Women are the Drivers

Noam Carver, Noam Carver Designer

  • Women are in the driver’s seat. There was a time when a guy would surprise his bride with an engagement ring. Today, women are active in the process of choosing their ring, sharing images, shopping together and informing their close friends or family of the styles they favor. 
  • Biggest challenge? Getting stores out of their comfort zone, getting them to try new brands and introduce new collections. Retailers can get attached to lines that are not performing out of fear of losing that initial investment, but they are missing out on new collections that can bring revenue growth and new clientele. 
  • Dainty bands, solitaires and intricate setting styles are trending now; demand for halos is declining. Rose gold is very strong and we’re starting to see an uptick in yellow gold; white is still No. 1.
  • What I like about being in this business is: It’s a beautiful harmony of design, fashion, marketing and strategy. Keeps you on your toes and is continuously stimulating. Forging relationships with storeowners, sales staff and consumers brings meaning to all the hard work.

Millennials Get A Bad Rap

Marc Adwar, Brooklyn Jewelers

  • For our new bridal line, we’re trying to target millennials.
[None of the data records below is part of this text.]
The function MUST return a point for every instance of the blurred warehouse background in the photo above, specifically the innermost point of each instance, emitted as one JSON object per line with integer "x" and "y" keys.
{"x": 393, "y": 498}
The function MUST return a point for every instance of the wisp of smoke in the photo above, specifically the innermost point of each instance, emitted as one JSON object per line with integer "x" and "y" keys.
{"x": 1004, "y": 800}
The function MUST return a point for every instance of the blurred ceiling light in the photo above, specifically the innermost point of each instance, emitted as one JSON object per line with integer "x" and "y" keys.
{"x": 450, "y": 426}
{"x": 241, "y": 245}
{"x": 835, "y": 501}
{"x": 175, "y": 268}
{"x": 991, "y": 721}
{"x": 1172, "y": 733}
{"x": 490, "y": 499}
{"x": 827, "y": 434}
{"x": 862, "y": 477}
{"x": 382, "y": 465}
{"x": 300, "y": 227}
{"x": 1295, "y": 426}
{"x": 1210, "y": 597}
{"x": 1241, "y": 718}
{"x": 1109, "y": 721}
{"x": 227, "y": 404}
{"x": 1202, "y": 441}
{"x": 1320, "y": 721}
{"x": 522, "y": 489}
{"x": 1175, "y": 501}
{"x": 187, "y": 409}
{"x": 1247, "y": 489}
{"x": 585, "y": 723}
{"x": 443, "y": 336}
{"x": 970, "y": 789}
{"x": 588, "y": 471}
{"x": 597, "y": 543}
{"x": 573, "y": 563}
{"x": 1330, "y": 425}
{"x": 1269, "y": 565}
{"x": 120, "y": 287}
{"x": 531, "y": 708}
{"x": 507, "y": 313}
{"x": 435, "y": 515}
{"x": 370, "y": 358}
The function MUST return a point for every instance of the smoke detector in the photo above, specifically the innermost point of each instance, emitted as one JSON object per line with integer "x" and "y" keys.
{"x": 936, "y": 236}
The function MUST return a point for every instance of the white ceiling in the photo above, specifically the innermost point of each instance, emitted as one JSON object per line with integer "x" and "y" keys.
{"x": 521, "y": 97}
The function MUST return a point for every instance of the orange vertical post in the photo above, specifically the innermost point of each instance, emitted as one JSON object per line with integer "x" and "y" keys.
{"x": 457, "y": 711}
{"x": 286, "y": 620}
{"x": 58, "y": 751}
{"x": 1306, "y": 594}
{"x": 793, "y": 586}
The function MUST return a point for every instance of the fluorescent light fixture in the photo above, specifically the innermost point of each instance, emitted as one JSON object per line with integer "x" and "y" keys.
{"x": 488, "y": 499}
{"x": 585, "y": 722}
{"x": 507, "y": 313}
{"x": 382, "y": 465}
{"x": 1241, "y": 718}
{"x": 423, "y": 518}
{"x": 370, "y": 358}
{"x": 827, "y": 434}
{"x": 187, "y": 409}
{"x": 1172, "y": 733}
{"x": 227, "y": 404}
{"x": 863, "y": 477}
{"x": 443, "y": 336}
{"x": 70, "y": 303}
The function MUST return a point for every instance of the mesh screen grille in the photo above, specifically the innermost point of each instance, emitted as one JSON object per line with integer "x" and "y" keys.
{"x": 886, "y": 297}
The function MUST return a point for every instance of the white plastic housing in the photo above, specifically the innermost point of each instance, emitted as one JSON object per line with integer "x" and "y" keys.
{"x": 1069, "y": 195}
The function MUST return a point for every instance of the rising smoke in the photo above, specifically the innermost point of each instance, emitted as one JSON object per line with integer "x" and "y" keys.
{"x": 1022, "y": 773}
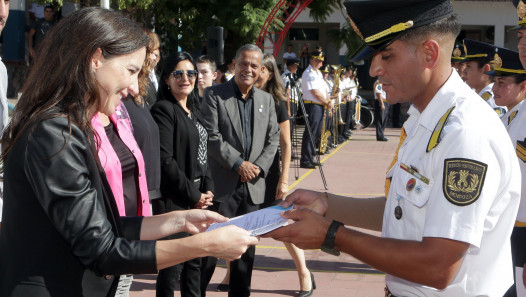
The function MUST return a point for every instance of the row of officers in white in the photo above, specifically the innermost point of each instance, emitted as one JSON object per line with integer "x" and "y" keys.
{"x": 453, "y": 218}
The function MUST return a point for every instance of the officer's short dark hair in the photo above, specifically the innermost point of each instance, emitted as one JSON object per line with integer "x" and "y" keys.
{"x": 447, "y": 26}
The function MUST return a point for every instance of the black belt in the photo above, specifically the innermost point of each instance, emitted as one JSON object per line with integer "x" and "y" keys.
{"x": 388, "y": 293}
{"x": 313, "y": 102}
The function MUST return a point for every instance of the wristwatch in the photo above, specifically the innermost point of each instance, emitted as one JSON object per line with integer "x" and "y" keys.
{"x": 328, "y": 243}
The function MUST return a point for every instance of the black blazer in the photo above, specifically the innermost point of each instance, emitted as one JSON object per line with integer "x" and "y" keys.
{"x": 61, "y": 229}
{"x": 179, "y": 144}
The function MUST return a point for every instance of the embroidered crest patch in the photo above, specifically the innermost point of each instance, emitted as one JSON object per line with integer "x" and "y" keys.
{"x": 463, "y": 180}
{"x": 520, "y": 149}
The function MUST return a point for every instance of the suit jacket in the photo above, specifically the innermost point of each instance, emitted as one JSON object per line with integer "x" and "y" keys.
{"x": 222, "y": 120}
{"x": 61, "y": 230}
{"x": 179, "y": 145}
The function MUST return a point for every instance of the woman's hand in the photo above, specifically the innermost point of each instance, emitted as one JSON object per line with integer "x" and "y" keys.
{"x": 282, "y": 190}
{"x": 316, "y": 201}
{"x": 196, "y": 220}
{"x": 229, "y": 242}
We take a traditional style and add a little Brooklyn edginess. We built Brooklyn Jewelers in the heart of Williamsburg to be surrounded by millennials. They get a bad rap. They’re misunderstood.
  • I think everyone is wrong about the future of retail. I don’t think everyone is going to be sitting in their houses ordering from Amazon and taking Ubers everywhere. Stores need to change the experience, and if they’re willing to change the experience, they are going to do very well. Everyone has discounted the relationships these retailers have made with their communities over the years. But if those stores aren’t willing to change, then they are going to have a very hard time.
  • When I was a young kid and Dad used to send me on the road, customers would pick out dozens of different styles. And nowadays, stores have much less inventory and everything is more custom-based. Even if a retailer has 5,000 rings, people will want the 5,001st ring. We built our systems for us to be able to build the CAD designs and make alterations for the customer with anticipation that that was going to be happening in the future.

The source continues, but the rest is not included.